Another Boost From the Community
Fundraising committee member Dorene Rettas, who spearheaded the Rally in the Valley event in April, which generated $36,000, is back to finding—and organizing—events to help the Lightner family pursue a cure for their son.
“The point of us doing this is to take every stressor out of the equation for them,” Rettas said. “They have so much going on–let us handle this part (for them).”
The group, along with Long Valley Coach, has also organized a trip to Mt. Airy Casino in Pennsylvania, which could raise about $8,000, Rettas said. Tickets are still available for that event, and will be sold on a first come, first-served basis.
The group has also organized a raffle for a condominium in Disney World to the winner, which was donated by a community member, Rettas said.
“The help has been continuous,” Larry Lightner said. “It’s not something I ever imagined could happen.”
“There’s only so much you can ask from a community,” Rettas said. “People have families, time commitments. It’s understandable. But we’re kind of (back) where we started right now.
“But we’re not going to stop (fundraising) until Glenn is better,” she said.
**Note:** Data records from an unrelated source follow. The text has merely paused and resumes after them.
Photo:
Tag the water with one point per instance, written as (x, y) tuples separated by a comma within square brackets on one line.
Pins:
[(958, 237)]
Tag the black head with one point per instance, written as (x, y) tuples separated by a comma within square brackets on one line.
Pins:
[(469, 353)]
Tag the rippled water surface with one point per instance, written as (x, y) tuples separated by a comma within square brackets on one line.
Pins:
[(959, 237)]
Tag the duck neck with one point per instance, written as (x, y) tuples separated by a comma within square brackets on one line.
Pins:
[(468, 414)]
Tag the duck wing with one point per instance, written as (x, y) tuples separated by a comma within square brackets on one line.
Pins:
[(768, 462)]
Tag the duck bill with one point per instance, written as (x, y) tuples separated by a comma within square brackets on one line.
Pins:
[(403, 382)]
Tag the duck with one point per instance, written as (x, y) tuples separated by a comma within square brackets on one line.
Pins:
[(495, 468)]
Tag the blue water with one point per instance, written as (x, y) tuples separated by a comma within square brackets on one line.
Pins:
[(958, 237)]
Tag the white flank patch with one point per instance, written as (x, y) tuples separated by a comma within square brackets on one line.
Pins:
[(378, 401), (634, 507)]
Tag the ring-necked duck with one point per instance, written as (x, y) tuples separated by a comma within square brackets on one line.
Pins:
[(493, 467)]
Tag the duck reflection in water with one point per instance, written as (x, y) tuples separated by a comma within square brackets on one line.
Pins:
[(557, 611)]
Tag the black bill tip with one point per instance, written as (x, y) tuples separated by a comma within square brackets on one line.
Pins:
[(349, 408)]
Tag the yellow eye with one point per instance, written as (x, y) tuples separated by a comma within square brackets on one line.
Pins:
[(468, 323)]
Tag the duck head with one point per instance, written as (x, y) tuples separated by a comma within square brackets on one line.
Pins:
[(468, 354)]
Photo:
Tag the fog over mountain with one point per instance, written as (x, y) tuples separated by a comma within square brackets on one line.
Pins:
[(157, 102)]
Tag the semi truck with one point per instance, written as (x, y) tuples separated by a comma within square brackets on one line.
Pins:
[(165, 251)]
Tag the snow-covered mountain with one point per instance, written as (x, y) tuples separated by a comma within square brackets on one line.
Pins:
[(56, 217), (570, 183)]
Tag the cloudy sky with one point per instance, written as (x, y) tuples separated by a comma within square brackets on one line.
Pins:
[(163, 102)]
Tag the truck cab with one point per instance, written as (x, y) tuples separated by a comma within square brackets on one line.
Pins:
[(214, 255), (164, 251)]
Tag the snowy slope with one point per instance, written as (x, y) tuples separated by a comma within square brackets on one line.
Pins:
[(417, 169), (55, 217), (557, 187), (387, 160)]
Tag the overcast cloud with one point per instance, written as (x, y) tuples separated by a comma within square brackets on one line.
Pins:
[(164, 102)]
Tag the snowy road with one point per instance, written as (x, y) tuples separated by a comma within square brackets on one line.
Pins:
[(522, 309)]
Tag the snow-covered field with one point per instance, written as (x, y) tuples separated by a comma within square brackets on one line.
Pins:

Glenn Lightner takes a minute away from shooting around in the driveway with a neighborhood friend to show off his autographed Marc Gasol basketball jersey. Gasol is Lightner’s favorite player from his favorite team, which he was able to see play in person while he was receiving treatment at St. Jude’s in Tennessee.
He seems unfazed by the commotion around him, just trying to be a 13-year-old like the rest of his friends, going through the motions of whatever life is throwing at him.
Dribble, dribble, shoot. The teen grabs a rebound, retreats, and sinks another shot.
With the community behind him, Lightner can’t miss.